Custom operator DAG

One thing that makes Airflow so popular is its built-in modules. There are built-in modules connecting to three major public cloud providers, as well as popular services and tools. When writing Airflow pipelines, it is always recommended to use built-in modules whenever they are available.

However, there are occasions when built-in modules cannot fulfill the requirements. Fortunately, Airflow has a plugin manager built-in that can integrate external features to its core by dropping files in your $AIRFLOW_HOME/plugins folder.

In this chapter, we will create a basic DAG that uses a custom Operator.

Firstly, let's create a HelloOperator. It inherits the BaseOperator and overrides the execute method. It also takes a parameter called operator_param.

Create a file named hello_operator.py that contains the following code:

from airflow.models import BaseOperator
from airflow.utils.decorators import apply_defaults


class HelloOperator(BaseOperator):
    @apply_defaults
    def __init__(self, operator_param, *args, **kwargs):
        self.operator_param = operator_param
        super(HelloOperator, self).__init__(*args, **kwargs)

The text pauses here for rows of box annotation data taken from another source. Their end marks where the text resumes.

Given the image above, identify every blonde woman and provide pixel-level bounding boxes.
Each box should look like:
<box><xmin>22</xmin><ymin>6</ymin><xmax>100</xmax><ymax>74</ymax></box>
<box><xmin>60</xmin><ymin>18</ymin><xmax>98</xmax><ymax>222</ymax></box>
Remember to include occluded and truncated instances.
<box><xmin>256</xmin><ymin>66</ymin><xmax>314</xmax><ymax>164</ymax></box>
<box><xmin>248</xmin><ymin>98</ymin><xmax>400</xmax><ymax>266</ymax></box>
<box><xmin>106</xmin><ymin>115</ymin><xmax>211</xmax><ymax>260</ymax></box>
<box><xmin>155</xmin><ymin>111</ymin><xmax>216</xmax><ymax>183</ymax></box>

    def execute(self, context):
        greeting = f"Hello, {self.operator_param}!"
        self.log.info(greeting)
        return greeting

Then we can create a DAG that uses the custom operator HelloOperator.

Create a file named 8_custom_operator_dag.py that contains the following code:

from datetime import datetime
from airflow import DAG
from airflow.operators.dummy_operator import DummyOperator
from operators.hello_operator import HelloOperator


dag = DAG(
    "8_custom_operator_dag",
    schedule_interval="0 12 * * *",
    start_date=datetime(2021, 12, 1),
    catchup=False,
    tags=["custom"],
)

start = DummyOperator(
    task_id="start",
    dag=dag,
)

hello = HelloOperator(
    task_id="hello",
    operator_param="composer tutorial",
    dag=dag,
)

end = DummyOperator(
    task_id="end",
    dag=dag,
)

start >> hello >> end

To run this DAG in Cloud Composer, the custom Operator file needs to be uploaded to the $AIRFLOW_HOME/plugins folder. In the context of Cloud Composer, it is the plugins folder under the Cloud Storage bucket.

Composer plugin folder

Finally, we can run the DAG. From the log, we can see that it successfully logs the information.

Custom operator DAG